Swim plugs are small silicone earplugs that prevent water from entering your ear canal.

It's important to remember to never use foam ear plugs as a replacement for actual swim plugs. Foam plugs are meant to block noise, not moisture; substituting one for the other can cause even more damage to your ears.

Retail swim plugs are relatively inexpensive, but they don't always create the best fit. Since these plugs are one-size-fits-all, they can easily become loose and fall out while you're swimming, exposing your ear canals and allowing water to enter.

Custom-fit swim plugs provide much better protection while you're swimming. Custom-fit plugs are created from a mold of your outer ear, which allows for a near-perfect seal. This can be done by your local audiologist or hearing healthcare professional.
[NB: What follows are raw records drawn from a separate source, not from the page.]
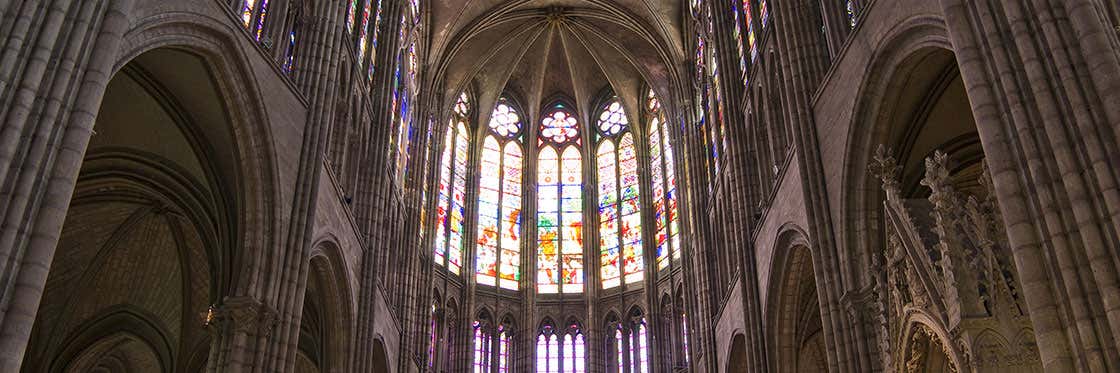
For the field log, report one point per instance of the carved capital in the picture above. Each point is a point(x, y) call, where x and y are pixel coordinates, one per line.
point(886, 168)
point(241, 315)
point(936, 179)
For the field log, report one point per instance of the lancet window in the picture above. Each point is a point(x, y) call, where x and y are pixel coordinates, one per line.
point(559, 204)
point(497, 248)
point(622, 258)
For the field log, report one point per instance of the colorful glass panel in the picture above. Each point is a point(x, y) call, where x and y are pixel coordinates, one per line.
point(373, 42)
point(763, 12)
point(458, 194)
point(608, 216)
point(351, 14)
point(618, 348)
point(246, 12)
point(560, 127)
point(510, 270)
point(444, 197)
point(571, 244)
point(498, 244)
point(482, 343)
point(560, 207)
point(505, 121)
point(503, 352)
point(613, 119)
point(363, 30)
point(260, 19)
point(621, 253)
point(748, 22)
point(641, 355)
point(850, 10)
point(289, 54)
point(737, 34)
point(490, 182)
point(548, 221)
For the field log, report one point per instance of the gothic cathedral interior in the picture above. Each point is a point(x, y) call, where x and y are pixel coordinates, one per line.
point(559, 186)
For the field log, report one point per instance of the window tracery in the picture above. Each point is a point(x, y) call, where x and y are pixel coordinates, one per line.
point(450, 195)
point(559, 210)
point(622, 259)
point(663, 178)
point(561, 351)
point(497, 249)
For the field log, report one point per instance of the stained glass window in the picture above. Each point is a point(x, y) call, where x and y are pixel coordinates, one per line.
point(351, 15)
point(372, 62)
point(718, 133)
point(401, 102)
point(289, 55)
point(561, 352)
point(450, 199)
point(503, 350)
point(763, 12)
point(621, 356)
point(737, 34)
point(850, 10)
point(253, 14)
point(559, 211)
point(363, 30)
point(621, 254)
point(663, 176)
point(748, 24)
point(497, 255)
point(640, 350)
point(684, 336)
point(434, 335)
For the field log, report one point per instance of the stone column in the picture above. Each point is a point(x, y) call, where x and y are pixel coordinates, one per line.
point(803, 66)
point(1042, 78)
point(56, 63)
point(285, 285)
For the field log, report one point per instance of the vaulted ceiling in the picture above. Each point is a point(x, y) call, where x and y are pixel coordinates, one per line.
point(539, 50)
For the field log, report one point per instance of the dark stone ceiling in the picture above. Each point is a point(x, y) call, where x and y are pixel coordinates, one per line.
point(538, 52)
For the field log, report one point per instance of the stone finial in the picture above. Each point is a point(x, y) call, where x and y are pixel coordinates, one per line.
point(936, 179)
point(886, 168)
point(244, 315)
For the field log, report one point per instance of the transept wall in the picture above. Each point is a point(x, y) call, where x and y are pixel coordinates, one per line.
point(901, 185)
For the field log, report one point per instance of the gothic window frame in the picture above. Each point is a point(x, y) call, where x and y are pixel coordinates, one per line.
point(550, 143)
point(504, 141)
point(613, 137)
point(456, 142)
point(557, 347)
point(664, 189)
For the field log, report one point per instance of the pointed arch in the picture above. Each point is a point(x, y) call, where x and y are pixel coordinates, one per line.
point(501, 169)
point(621, 251)
point(560, 204)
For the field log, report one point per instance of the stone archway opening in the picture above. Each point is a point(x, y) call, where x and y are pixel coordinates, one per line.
point(800, 335)
point(737, 358)
point(146, 229)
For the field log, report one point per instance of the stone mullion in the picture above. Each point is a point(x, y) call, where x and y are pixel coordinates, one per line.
point(279, 351)
point(738, 214)
point(1047, 146)
point(836, 25)
point(381, 165)
point(65, 92)
point(692, 202)
point(375, 186)
point(524, 356)
point(277, 26)
point(649, 240)
point(796, 46)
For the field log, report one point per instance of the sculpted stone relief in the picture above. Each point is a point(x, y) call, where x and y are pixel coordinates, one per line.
point(946, 267)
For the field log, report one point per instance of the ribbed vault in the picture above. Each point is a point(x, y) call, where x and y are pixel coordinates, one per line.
point(539, 50)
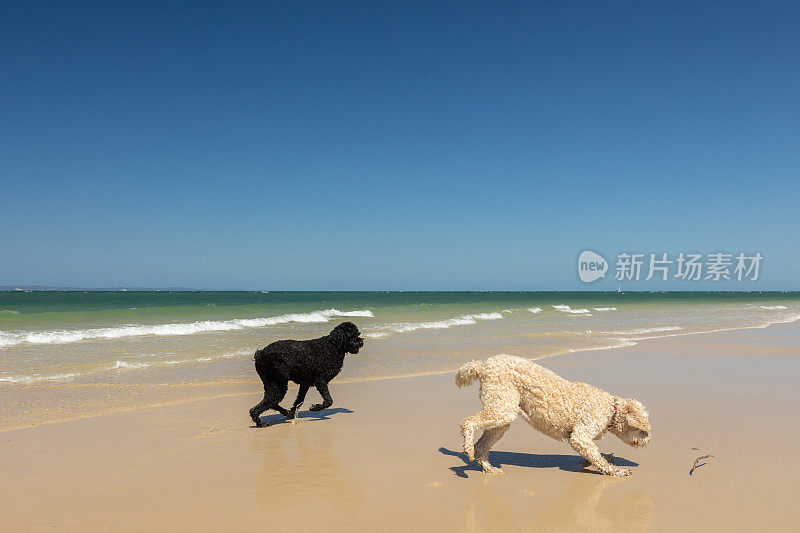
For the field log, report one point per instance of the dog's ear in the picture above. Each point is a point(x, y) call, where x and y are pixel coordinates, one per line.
point(344, 331)
point(636, 416)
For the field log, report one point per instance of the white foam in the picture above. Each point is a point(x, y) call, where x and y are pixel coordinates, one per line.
point(126, 364)
point(403, 327)
point(11, 338)
point(36, 378)
point(568, 309)
point(641, 331)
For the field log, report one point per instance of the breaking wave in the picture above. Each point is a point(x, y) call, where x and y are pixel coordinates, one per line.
point(181, 328)
point(641, 331)
point(568, 309)
point(403, 327)
point(35, 378)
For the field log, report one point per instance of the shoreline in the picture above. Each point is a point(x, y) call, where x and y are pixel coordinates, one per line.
point(627, 343)
point(387, 455)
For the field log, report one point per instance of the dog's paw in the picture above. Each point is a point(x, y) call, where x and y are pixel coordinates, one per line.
point(489, 469)
point(619, 472)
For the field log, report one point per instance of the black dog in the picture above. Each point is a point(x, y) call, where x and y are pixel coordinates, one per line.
point(307, 363)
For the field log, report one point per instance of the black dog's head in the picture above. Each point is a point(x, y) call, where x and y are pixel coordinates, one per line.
point(346, 335)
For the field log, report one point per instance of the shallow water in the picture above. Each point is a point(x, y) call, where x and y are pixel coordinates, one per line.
point(156, 345)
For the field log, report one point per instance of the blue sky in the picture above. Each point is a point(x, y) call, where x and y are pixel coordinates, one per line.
point(413, 145)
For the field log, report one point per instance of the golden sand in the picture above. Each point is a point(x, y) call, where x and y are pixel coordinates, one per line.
point(387, 456)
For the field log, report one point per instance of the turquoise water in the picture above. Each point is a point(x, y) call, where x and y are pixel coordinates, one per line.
point(205, 336)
Custom-fit swim plugs are made from a soft silicone that won't scratch or damage your ear. The plugs are washable and reusable, allowing for years of use and stretching your dollar further. They also float, so if one does happen to come out, it'll be easy to find.

Custom-fit swim earplugs can be created for anyone at any age. Since children are more susceptible to swimmer's ear because their smaller ear canals trap water more easily, custom earplugs can provide a much needed layer of protection. Custom earplugs are also used by children or adults that may have been recommended for dry ear precautions due to tube placement in the eardrums.

Because people swim more frequently in the summer, healthcare providers see an increase in the number of cases of swimmer's ear during those months. However, with a couple of simple preventative steps and some protective gear, you can enjoy a summer full of swimming while taking good care of your hearing health.